An attractive value proposition for zero-emission buses in the United Kingdom
Transit agencies and operators in the UK need to find ways to improve air quality in their communities while maintaining quality of service. The choice that face cities and transit authorities is what technology to deploy; fuel cell electric buses or battery electric buses.
There is no doubt that the future of public transportation is going to be zero emission. The bold plan announced by the Department for Transport (DfT) to deploy 4,000 zero emission buses within five years represents a significant leading edge of the anticipated rapid growth in zero emission fuel cell-powered buses as we move forward in Europe.
Transit agencies and operators in the UK are being called to find ways to improve air quality in their communities while maintaining quality of service. The choice that faces cities and transit authorities is what technology to deploy. Transit operators can consider two zero emission electric bus solutions: fuel cell electric buses (FCEBs) or battery electric buses (BEBs).
FCEBs are electric buses which offer all the benefits of BEBs while facilitating large scale deployments. FCEBs fuelled with hydrogen are the only zero-emission technology to match diesel fleets with complete route flexibility, short refuelling time and similar depot space utilization.
With more than 15 years on the road and millions of kilometres in passenger service, FCEBs have proven their performance. FCEBs have demonstrated reliable operation long daily drive cycles during all seasons in challenging geographies.

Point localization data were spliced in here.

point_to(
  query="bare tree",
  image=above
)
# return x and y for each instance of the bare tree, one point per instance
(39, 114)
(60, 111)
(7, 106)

Over 2,000 fuel cell buses have been delivered to transit operators around the world. Ballard is currently powering more than 70 FCEBs in Europe. Most recently in the UK, there were 20 FCEBs operating, including buses supplied by Wrightbus and Van Hool and powered by Ballard fuel cells. In the coming years, over 100 new fuel cell electrics buses are planned to be deployed in London, Aberdeen, Belfast, Dundee, Birmingham, Brighton, Liverpool, Glasgow and Dublin.

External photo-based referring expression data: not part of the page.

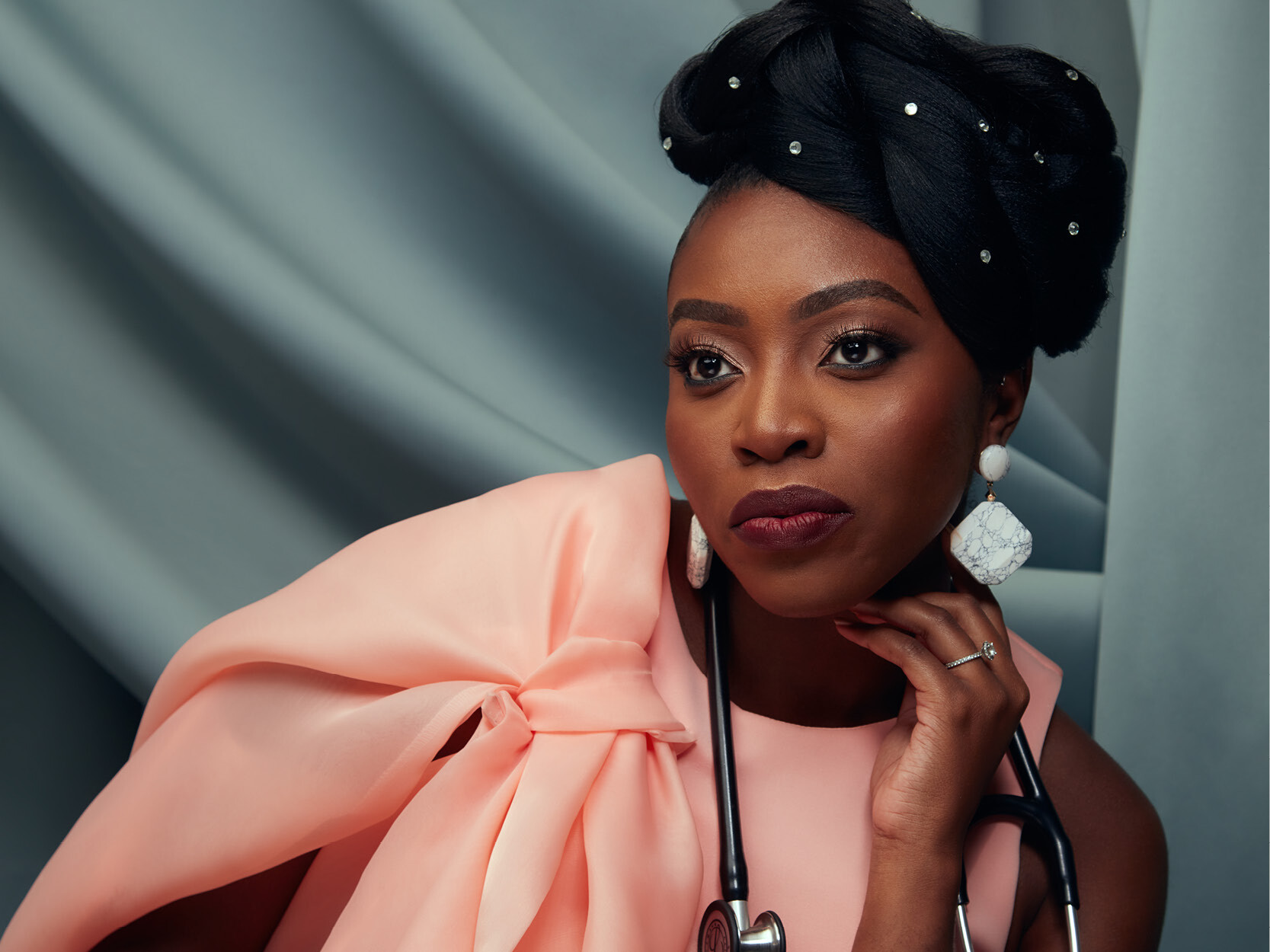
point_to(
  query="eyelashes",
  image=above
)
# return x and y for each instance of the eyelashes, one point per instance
(700, 362)
(849, 350)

The potential for growth is immense, with financial incentives available at regional, national and European levels to support the deployment of fuel cell electric buses and hydrogen refuelling stations. Analysis performed by both Deloitte China and McKinsey & Company shows that a number of hydrogen solutions can become competitive by 2030. There is a clear line of site to a positive payback, with fuel cell electric vehicles projected to be less expensive to run than battery electric and internal combustion engine vehicles within 10-years.